ニコニコしているが、その後ろに般若の像が見えるのは気のせいだと思いたい。
「仁君仁君」
「なんだい黒百合さん」
「後で光司君と一緒に説教受けてね?」
「........それはその時次第かな」
心の中で逃げようと決めると、俺はイスを光司と聖女様の前に配置する。
賢いイスは、挨拶するべきだと判断してぺこりと頭を下げた。
「パパとママの子のイスなの。よろしくなの」
「よろしくイスちゃん。僕は光司。呼び方はなんでもいいよ」
「よろしくお願いします。イスちゃん。私はリアンヌです」
2人ともイスの視線に合わせてしゃがみながら、ぺこりとお辞儀をする。
2人とも子供の扱い方が分かってそうで何よりだ。二人の間にで来た子は、きっといい子に育つんだろうな。
光司はイスに飴をあげると、頭の上に“?”マークを浮かべながら近くに来て小さな声で聞いてきた。
「どう見ても二人の子だとは思えないんだけど、どういう経緯?」
さすがはデキる男、光司。
どこぞのデリカシーの欠けらも無い師匠とは違って、しっかりとイスに気を使ってイスに聞こえない声量で話している。

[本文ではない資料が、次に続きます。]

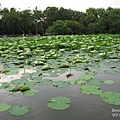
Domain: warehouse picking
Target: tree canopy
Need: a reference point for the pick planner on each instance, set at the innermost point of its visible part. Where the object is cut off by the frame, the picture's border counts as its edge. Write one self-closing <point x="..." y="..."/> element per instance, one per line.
<point x="60" y="21"/>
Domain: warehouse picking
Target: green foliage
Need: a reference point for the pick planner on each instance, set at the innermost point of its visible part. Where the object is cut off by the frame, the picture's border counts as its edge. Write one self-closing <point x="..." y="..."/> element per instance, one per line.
<point x="61" y="84"/>
<point x="4" y="107"/>
<point x="19" y="110"/>
<point x="59" y="103"/>
<point x="111" y="97"/>
<point x="30" y="92"/>
<point x="90" y="89"/>
<point x="108" y="81"/>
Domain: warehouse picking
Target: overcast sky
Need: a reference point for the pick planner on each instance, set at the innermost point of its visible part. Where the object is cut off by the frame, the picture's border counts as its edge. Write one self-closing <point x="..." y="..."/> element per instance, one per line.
<point x="79" y="5"/>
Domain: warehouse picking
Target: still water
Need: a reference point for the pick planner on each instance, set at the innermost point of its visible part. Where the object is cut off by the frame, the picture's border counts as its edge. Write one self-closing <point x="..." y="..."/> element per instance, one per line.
<point x="83" y="107"/>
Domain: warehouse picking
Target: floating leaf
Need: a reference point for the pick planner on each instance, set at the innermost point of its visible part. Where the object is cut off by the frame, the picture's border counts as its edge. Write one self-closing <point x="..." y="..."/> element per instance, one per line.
<point x="30" y="84"/>
<point x="86" y="77"/>
<point x="19" y="81"/>
<point x="64" y="66"/>
<point x="11" y="73"/>
<point x="36" y="73"/>
<point x="90" y="89"/>
<point x="19" y="110"/>
<point x="95" y="81"/>
<point x="108" y="81"/>
<point x="80" y="82"/>
<point x="111" y="71"/>
<point x="31" y="92"/>
<point x="45" y="81"/>
<point x="4" y="107"/>
<point x="111" y="97"/>
<point x="24" y="88"/>
<point x="4" y="85"/>
<point x="46" y="67"/>
<point x="59" y="103"/>
<point x="72" y="82"/>
<point x="61" y="84"/>
<point x="54" y="74"/>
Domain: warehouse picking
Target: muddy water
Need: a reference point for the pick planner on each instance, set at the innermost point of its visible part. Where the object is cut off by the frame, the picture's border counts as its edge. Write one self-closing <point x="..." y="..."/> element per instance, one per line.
<point x="83" y="107"/>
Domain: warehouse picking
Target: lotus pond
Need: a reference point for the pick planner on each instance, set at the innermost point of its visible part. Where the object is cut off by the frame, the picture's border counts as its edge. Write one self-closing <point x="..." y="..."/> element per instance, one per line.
<point x="60" y="78"/>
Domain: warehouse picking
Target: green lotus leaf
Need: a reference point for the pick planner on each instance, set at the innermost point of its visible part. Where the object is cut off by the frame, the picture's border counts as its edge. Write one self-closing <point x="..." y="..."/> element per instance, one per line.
<point x="59" y="103"/>
<point x="111" y="97"/>
<point x="54" y="74"/>
<point x="111" y="71"/>
<point x="11" y="72"/>
<point x="95" y="81"/>
<point x="4" y="85"/>
<point x="10" y="88"/>
<point x="4" y="107"/>
<point x="46" y="67"/>
<point x="30" y="84"/>
<point x="19" y="110"/>
<point x="72" y="82"/>
<point x="36" y="74"/>
<point x="26" y="74"/>
<point x="19" y="81"/>
<point x="80" y="82"/>
<point x="61" y="70"/>
<point x="86" y="77"/>
<point x="24" y="88"/>
<point x="90" y="89"/>
<point x="61" y="84"/>
<point x="64" y="66"/>
<point x="108" y="81"/>
<point x="36" y="78"/>
<point x="45" y="81"/>
<point x="30" y="92"/>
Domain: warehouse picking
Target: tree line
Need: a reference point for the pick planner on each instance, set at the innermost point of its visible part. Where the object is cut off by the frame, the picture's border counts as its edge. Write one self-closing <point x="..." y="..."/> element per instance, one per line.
<point x="59" y="21"/>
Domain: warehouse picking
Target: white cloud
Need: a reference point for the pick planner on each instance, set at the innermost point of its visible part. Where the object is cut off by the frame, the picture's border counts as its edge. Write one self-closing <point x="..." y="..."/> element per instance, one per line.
<point x="79" y="5"/>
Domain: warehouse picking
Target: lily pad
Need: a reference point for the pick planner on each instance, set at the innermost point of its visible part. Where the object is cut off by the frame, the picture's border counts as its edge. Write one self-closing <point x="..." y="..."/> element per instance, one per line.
<point x="11" y="73"/>
<point x="46" y="67"/>
<point x="30" y="84"/>
<point x="45" y="81"/>
<point x="4" y="85"/>
<point x="80" y="82"/>
<point x="111" y="71"/>
<point x="54" y="74"/>
<point x="95" y="81"/>
<point x="31" y="92"/>
<point x="111" y="97"/>
<point x="90" y="89"/>
<point x="19" y="110"/>
<point x="61" y="84"/>
<point x="59" y="103"/>
<point x="86" y="77"/>
<point x="36" y="73"/>
<point x="4" y="107"/>
<point x="19" y="81"/>
<point x="109" y="82"/>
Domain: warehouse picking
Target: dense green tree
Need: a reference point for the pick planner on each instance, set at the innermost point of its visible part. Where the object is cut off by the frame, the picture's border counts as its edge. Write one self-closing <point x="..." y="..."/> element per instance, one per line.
<point x="60" y="21"/>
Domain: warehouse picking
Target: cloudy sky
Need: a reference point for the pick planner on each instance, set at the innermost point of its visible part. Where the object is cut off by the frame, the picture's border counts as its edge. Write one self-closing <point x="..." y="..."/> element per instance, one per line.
<point x="79" y="5"/>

残念ながら、イスの耳はとんでもなくいい為この会話も聞かれているが、かなり気遣っている様子が分かってるいのかイスが不機嫌な雰囲気を出すことは無かった。
「どういう経緯もクソもないぞ。アレはうちの子だ」
「いや、それは分かってるんだけど。見た目と年齢が合わないし、花音さんが向こうの世界にいる時に妊娠していたとしても年齢が合わない。こう言うのは失礼だと分かっているんだが........その........拾って来たのかい?」
「いや、拾って来てないぞ。正真正銘俺と花音........の子だ」
「本当だよ。私と仁の子だよ。まぁ、色々とあってね」
俺はサラッと
光司は、花音の言った“色々とあって”で大体のことを察したのか、深くは聞いてこなかった。
やはり光司。デキる男である。
「なるほど?事情がありそうだし深くは聞かないよ。とりあえず、あの子は二人の子なんだね?」
「そうだな」
「そうだよ」
「ならいいや。2人とも、もう人の親になったんだね。子育てって大変?」
「さほど苦労はしてないな。イスは賢いから、大抵の事は勝手に覚えるし」
「そうだねぇ。苦労したのが我儘を覚えさせることだったからねぇ」
「我儘の付き方を教えるのか........」
どう見ても普通では無い教育に、光司はなんて顔をしたらいいか分からない顔をしながらイスを見る。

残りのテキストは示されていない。